At least some folks are starting to do an investigation – one I suspect will end badly for Worldcoin considering the EU’s less than open stance on collection/storage of biometric data collection and privacy.
AI is here. Netflix put out a short show called Unknown: Killer Robots that is largely on-point. If anything, it’s not as up to date as reality – which is a little scary.
Despite our efforts, there’s really no putting the AI genie back in the bottle despite the attempts of artists, politicians, and academic pundits. AI has demonstrated it can teach robots how to walk and fly better than any static system, it can create art faster and with nearly the same quality as real artists. The question is, can we control and limit it in a reasonable way – or will it destroy us?
To that point, the show demonstrates how countries are increasingly seeing AI in military use. We’re already seeing off-the-shelf drones being used extensively in the Ukrainian war – from tiny drones scouting and delivering hand grenades to ad-hoc drones using small plane engines to delivering bombs. They also cover the counter-intuitive reality that trying to save lives by developing military technology has almost always lead to even greater casualties – such as the Gatling gun which was design to put fewer people on the military field but resulted in massive causalities of mis-matched soldiers in WW1
Many of the topics and data they cover in this show are actually old news – the reality is that AI enabled systems are around 5-7 years more advanced. Which is almost half the length of time the modern field has existed.
Still, they cover most major bases:
AI flying drones that go into hostile buildings to map and scope them without risking troops in extremely deadly house-clearing fights.
Wildfires and the fog of war – multi-system battle managers
The stakes couldn’t be higher.

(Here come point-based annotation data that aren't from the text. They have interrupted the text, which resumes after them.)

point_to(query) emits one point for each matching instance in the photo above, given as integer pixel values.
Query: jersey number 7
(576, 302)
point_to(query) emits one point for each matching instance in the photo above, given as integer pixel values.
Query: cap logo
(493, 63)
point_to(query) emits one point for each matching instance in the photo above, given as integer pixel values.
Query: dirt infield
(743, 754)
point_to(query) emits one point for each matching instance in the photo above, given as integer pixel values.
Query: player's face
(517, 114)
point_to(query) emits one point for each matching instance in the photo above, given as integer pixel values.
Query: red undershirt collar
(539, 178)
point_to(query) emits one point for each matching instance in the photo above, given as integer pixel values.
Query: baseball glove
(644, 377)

While politicians can argue the ethics, the reality is that when forces are pushed to their breaking point and a force is about to lose – just about nothing is off the table. Especially ad-hoc and terrorist forces which have perpetrated chemical, biological, and conventional weapons attacks (from bombings to shootings).
Some of the better quotes:
It will be like people on horseback charging tanks. Forces with AI will absolutely dominate forces without AI
There is no prize for second place in war.
I think people have largely underestimated the peace we enjoy today due to overwhelming military dominance we’ve had over the last 70 years.